Among the many black elders and leaders the young people interviewed was Hazil Garrie, who moved to Long Beach in the 1950s. On the video, Garrie called King’s visit to Long Beach the most significant event during her years in the city. “That was a happy day in my life,” Garrie said, “to see him in person, and he was very, very charming.”
In 2002, Patrick Graham, who was raised in Long Beach and is a former director of the Martin Luther King Jr. Center on Riverside Boulevard, completed his doctoral thesis on the growth of the city’s black community. “The majority of African-Americans in Long Beach, from 1940 to 1980, were migrants from the South,” said Graham, who is now a college professor and president of the Urban League of the Central Carolinas in Charlotte, N.C. “Southern migrants in Long Beach and other parts of Long Island used their cultural knowledge of the civil rights movement to pursue human rights initiatives in Long Beach.”

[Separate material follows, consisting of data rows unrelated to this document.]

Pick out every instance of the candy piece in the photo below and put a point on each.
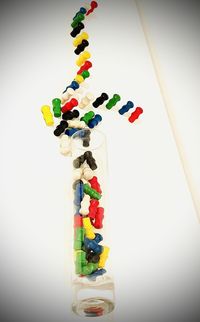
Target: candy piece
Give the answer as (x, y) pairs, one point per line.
(70, 132)
(134, 116)
(95, 121)
(85, 204)
(103, 256)
(82, 10)
(95, 184)
(87, 173)
(98, 223)
(85, 74)
(89, 268)
(94, 5)
(77, 173)
(78, 221)
(100, 100)
(86, 100)
(78, 195)
(87, 117)
(61, 128)
(79, 79)
(92, 245)
(65, 145)
(113, 101)
(56, 102)
(69, 105)
(78, 40)
(89, 233)
(77, 29)
(74, 85)
(80, 48)
(79, 161)
(126, 108)
(82, 58)
(87, 65)
(47, 115)
(90, 160)
(97, 273)
(92, 257)
(77, 124)
(70, 115)
(93, 208)
(91, 192)
(80, 17)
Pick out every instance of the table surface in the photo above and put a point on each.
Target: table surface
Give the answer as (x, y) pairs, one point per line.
(152, 222)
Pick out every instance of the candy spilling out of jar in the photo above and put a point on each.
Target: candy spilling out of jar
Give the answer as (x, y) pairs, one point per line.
(66, 113)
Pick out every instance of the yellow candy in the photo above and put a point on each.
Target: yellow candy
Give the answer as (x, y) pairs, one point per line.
(82, 58)
(78, 40)
(104, 256)
(47, 115)
(79, 79)
(88, 228)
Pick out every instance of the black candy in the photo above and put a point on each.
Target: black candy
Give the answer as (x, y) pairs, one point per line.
(77, 30)
(100, 100)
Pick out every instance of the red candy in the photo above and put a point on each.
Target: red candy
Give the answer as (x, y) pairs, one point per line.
(134, 116)
(95, 185)
(69, 105)
(99, 218)
(94, 5)
(86, 66)
(78, 221)
(93, 208)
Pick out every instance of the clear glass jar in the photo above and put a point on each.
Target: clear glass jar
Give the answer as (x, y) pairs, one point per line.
(93, 286)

Bill Owens arrived in Long Beach in 1960, and found that housing for blacks was scarce. He joined the local NAACP and took part in the organization’s sit-ins in the lobbies of apartment buildings that refused to admit blacks. Others picketed on the streets.
“Police came and arrested some of our people and took them to jail,” Owens recalled in “Long Beach in Color.” But after the demonstrations, inter-racial relations gradually improved, and, Owens added, “Things did start to open up.”